Autour de la bataille un double cercle se rangeait. Les uns costumés pour la fête, le fleuret en main, le masque relevé comme la visière d’un casque antique, attendaient impatiemment leur tour ; les autres, simples juges du camp, portaient le paletot ou l’habit noir, et tenaient à l’œil le lorgnon amateur.

D’ordinaire, on se représente une salle d’armes comme un lieu où règnent le sans-gêne et les façons décolletées de l’estaminet ; mais chez Grisier, sauf le luxe qui fait complètement défaut, on est dans un salon.
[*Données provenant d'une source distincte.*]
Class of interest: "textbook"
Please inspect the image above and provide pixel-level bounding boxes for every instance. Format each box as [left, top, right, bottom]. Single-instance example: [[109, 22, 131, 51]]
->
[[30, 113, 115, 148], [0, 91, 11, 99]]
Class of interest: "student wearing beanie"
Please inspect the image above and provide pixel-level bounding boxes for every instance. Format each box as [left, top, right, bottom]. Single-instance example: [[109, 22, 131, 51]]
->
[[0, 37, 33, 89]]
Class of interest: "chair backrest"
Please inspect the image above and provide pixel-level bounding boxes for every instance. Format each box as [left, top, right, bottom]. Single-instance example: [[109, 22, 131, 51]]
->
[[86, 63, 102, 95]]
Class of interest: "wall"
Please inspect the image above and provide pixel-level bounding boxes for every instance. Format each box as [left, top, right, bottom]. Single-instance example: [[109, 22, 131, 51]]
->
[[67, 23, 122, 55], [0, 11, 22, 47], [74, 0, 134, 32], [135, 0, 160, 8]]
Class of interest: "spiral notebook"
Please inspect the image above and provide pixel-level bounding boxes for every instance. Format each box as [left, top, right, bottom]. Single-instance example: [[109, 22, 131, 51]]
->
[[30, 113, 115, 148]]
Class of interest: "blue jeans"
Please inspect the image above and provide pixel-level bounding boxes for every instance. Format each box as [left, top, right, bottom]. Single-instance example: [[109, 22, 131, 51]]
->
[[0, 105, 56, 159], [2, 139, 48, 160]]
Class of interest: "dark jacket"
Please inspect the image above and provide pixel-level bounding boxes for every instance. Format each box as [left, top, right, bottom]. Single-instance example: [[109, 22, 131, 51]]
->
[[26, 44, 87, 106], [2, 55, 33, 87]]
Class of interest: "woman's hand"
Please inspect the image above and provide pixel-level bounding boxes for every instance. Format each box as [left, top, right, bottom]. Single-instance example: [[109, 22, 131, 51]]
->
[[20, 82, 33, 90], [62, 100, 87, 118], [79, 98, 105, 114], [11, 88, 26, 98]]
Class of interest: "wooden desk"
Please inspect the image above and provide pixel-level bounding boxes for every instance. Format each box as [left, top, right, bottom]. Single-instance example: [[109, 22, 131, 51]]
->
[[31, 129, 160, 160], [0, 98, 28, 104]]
Les paroles s’y mesurent, courtoises et réservées : la cigarette proscrite n’y charge jamais l’atmosphère de ses parfums controversés, et quelque grande dame ayant fantaisie de voir des hommes se battre, peut oublier son flacon dans son boudoir, quand elle vient prendre place sur les banquettes austères du successeur de Saint-Georges.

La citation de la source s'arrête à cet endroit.